Чтец - Шлинк Бернхард. Страница 21

Отец выслушал изложение моей проблемы в абстрактном варианте, проиллюстрированном выдуманными примерами.

— Это имеет отношение к судебному процессу, не так ли? — спросил он, но тут же качнул головой, чтобы показать мне, что не ожидает ответа, ничего не выспрашивает и не хочет знать ничего такого, чего я не собираюсь рассказать сам.

Он сидел, наклонив голову в сторону, обхватив руками подлокотники, задумавшись. Он не глядел на меня. Я смотрел на его седые волосы, как всегда, плохо выбритые щеки, на глубокие морщины, прорезавшие переносицу или спускавшиеся от крыльев носа к уголкам рта. Я ждал.

Он начал издалека. Он говорил о свободе и достоинстве личности, о человеке как субъекте, к которому непозволительно относиться как к объекту.
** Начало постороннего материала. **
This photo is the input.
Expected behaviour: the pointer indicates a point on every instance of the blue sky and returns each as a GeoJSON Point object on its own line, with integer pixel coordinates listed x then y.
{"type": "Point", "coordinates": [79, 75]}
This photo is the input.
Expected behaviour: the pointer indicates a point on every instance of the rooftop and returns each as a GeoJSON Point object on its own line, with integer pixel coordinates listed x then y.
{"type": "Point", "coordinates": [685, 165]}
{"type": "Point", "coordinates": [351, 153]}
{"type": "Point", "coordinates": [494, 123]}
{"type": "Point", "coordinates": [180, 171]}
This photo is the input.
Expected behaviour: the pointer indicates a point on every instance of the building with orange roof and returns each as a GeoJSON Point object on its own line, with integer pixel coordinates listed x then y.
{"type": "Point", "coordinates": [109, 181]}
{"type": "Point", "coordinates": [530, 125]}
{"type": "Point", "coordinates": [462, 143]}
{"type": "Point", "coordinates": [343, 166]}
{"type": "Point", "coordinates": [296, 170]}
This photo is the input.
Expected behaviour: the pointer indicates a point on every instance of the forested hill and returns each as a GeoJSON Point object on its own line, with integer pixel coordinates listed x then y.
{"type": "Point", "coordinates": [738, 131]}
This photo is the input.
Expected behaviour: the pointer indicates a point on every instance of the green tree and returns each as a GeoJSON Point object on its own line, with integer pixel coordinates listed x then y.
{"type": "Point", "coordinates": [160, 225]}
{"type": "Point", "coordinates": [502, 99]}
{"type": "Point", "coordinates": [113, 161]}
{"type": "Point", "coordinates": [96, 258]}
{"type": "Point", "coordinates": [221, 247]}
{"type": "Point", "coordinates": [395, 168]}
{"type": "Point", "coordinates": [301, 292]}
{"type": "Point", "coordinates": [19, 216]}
— Помнишь, будучи еще маленьким, ты сильно возмущался, когда мама решала за тебя, что для тебя хорошо, а что плохо? Даже с детьми это целая проблема. Философская проблема, хотя философия не занимается детьми. Она уступила их педагогике, что не пошло на пользу детям. Философия забыла о детях, — он улыбнулся мне, — навсегда забыла, а не только на время, как это случалось со мной по отношению к вам.

— Но…

— Что же касается взрослых, тут вообще ничем нельзя оправдать, когда кто-то решает за других, что для них хорошо или плохо.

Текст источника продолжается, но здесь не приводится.